PARVOVIRUS B19 RELATED CYTOPENIA IN A PATIENT WITH ACUTE LYMPHOBLASTIC LEUKEMIA

Case Presentation: A 27 y.o. male with a history of pre-B cell ALL in complete remission on maintenance therapy with vincristine, 6-mercaptopurine, methotrexate, and receiving intrathecal methotrexate for CNS prophylaxis presented with a 2 week history of fevers, productive cough, night sweats, and fatigue. He had no recent exposure to children or sick contacts. Physical exam was notable for tachycardia, fever of 103oF, and pallor, with otherwise unremarkable pulmonary exam. On admission, labs were notable for WBC was 0.9×103 with an absolute neutrophil count of 738, Hb 6 g/dL, and platelets 169×103 (baseline: WBC 3.5-4 x103, Hg 14 g/dL, and platelets 225 x103). Reticulocyte index was 0.02. A chest CT revealed diffuse ground-glass opacities. A bone marrow biopsy revealed a hypocellular marrow with widespread, enlarged erythroblasts with intranuclear ground glass inclusions and chromatin margination in a background of erythroid hypoplasia characteristic for PB19. There was no evidence of leukemia. Infectious evaluation for respiratory viruses, endemic and opportunistic fungi, including diagnostic bronchoscopy with bacterial, viral, fungal and pneumocystis testing, was otherwise negative. Following return of characteristic bone marrow biopsy findings and progressive hypoxia on hospital day 6, 2 g/kg over 5 days IVIG therapy was initiated. He was further supported with RBC transfusions, folic acid, and cyanocobalamin. His fevers quickly abated and pulmonary symptoms improved. A serum parvovirus DNA PCR obtained on admission subsequently returned as positive.

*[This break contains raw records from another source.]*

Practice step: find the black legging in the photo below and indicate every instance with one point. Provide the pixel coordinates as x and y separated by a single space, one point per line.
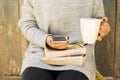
33 73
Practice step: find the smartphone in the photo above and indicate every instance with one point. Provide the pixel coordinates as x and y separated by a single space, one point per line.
58 39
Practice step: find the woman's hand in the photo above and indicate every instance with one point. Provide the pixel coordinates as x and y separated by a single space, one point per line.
60 45
104 29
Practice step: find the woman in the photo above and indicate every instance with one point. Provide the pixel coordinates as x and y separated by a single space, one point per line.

Discussion: Parvovirus B19 (PB19) presentation and severity varies depending on the immune and hematologic status of the host, ranging from erythema infectiosum or transient polyarthropathy in immunocompetent patients to transient aplastic crisis in individuals with hemaglobinopathies. In immunosuppressed patients, PB19 can present with a pure red-cell aplasia, chronic anemia, with rare involvement of other cell lines. Pulmonary manifestations are exceedingly rare, with only several case reports published. The case presented was unique, being an adult with acute lymphoblastic leukemia (ALL) who presented with PB19 manifested by fevers, agranulocytosis, anemia, and pneumonia responsive to intravenous immunoglobulin (IVIG) therapy.

Conclusions: PB19 has been reported as a cause of unexplained cytopenias in children undergoing treatment for ALL. However, its frequency in similar adult populations is not described. Additionally, this patient had unique manifestations with pneumonia and atypical cytopenias. This case highlights the variability in clinical presentation and importance of considering B19 in immunosuppressed patients presenting with fevers and unexplained cytopenias. Treatment with IVIG resulted in marked clinical improvement. Improvement in reticulocytopenia may herald recovery and may have utility in monitoring recovery.